Knowing full well author Louis Lowry’s clampdown on ever allowing her dystopian classic, “The Giver”, to grace the silver screen, children’s science-fiction fans must accept the movie adaptation of Kazuo Ishiguro’s “Never Let Me Go” as the next best thing. Starring Carey Mulligan (An Education), Andrew Garfield (The Social Network) and Keira Knightley (Pirates of the Caribbean) unfortunately, the movie itself was not captivating. By the third act it loses all semblance of reality. It frivolously explores the metaphysics of the soul, shows the graphic loss of spleens and all together loses any amusement it spurns in the first act where none of the main actors are present because the viewer observes them in childhood as students of the strict boarding school called Harrow. The story itself however, is incredibly thought provoking. Tracking the lives of three outsiders from grammar school to their final days, it is the perfect blend of British norms of responsibility and class structure with that of Japanese wisdom and emotional sentiment. Although the children are born for the purpose of someone else’s gain (being the eventual donation of their organs in order to preserve the life of the leisure class), throughout the film director Mark Romanek does his best to show these hopeless hopefuls do indeed possess souls.

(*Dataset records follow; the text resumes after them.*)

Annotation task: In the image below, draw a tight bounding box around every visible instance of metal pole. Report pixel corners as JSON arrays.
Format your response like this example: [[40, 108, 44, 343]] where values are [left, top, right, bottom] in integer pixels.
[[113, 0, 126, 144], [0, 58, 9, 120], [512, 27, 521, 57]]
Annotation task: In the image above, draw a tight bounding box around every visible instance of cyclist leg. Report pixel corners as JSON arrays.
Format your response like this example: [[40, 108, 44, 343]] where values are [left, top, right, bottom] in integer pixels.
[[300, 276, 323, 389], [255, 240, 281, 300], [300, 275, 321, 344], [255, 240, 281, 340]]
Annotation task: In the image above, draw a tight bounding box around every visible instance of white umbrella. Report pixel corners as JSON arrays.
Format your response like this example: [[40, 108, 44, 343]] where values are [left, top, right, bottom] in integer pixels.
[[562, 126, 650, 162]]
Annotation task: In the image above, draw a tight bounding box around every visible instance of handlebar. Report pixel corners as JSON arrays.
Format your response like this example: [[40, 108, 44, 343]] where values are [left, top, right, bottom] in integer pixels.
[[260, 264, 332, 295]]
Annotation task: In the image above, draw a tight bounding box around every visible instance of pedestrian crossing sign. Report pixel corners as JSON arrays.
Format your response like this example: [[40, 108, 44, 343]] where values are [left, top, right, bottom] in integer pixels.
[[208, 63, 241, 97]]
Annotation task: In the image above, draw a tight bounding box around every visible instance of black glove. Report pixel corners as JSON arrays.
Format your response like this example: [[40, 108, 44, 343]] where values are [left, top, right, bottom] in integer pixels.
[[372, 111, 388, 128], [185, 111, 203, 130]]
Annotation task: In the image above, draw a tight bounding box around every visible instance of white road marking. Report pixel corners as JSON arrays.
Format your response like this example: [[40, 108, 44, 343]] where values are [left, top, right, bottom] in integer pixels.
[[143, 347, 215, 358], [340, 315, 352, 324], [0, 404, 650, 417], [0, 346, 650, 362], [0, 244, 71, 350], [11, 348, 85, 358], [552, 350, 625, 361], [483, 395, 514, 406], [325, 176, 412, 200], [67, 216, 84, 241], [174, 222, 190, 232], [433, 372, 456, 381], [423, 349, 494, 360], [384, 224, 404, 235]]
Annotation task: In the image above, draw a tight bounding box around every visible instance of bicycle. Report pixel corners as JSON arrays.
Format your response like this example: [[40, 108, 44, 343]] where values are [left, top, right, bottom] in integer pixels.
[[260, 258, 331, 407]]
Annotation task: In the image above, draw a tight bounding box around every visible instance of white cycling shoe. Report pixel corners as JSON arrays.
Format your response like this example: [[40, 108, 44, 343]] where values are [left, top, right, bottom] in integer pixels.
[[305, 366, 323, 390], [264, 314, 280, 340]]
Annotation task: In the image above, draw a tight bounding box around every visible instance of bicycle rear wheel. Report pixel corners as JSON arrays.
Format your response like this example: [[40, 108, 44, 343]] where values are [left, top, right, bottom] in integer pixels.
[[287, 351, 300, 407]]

Doomed from the get-go the movie raises issues of love and loss, not being able to acclimate to the outside world after being subjected to such a rigorous regime, subculture as permanence, art as a political action, unrequited love, the struggle to mature, jealousy, deceit, reflexivity and the suppression of emotion, to name a few. In “Never Let Me Go” closeness and community revolve around myth. By not mentioning anything on their predetermined future, the children of Harrow are able to escape from their somber and dreary reality, at first. Although this becomes a burden to most, Kathy H. played by Cary Mulligan, has the most fulfilling life between her and her doomed friends yet somehow maintains a steady head amongst great adversity including losing the only person she loves various times throughout her short life to another girl and then to death. Some may consider Romanek and Ishiguro sick and morbid for only giving their main characters a fleeting glimpse of a fantasy ending. Those who enjoy the film appreciate the anti-fantastical theme the writer and director explore because they feel the outside world isn’t such a happy place either.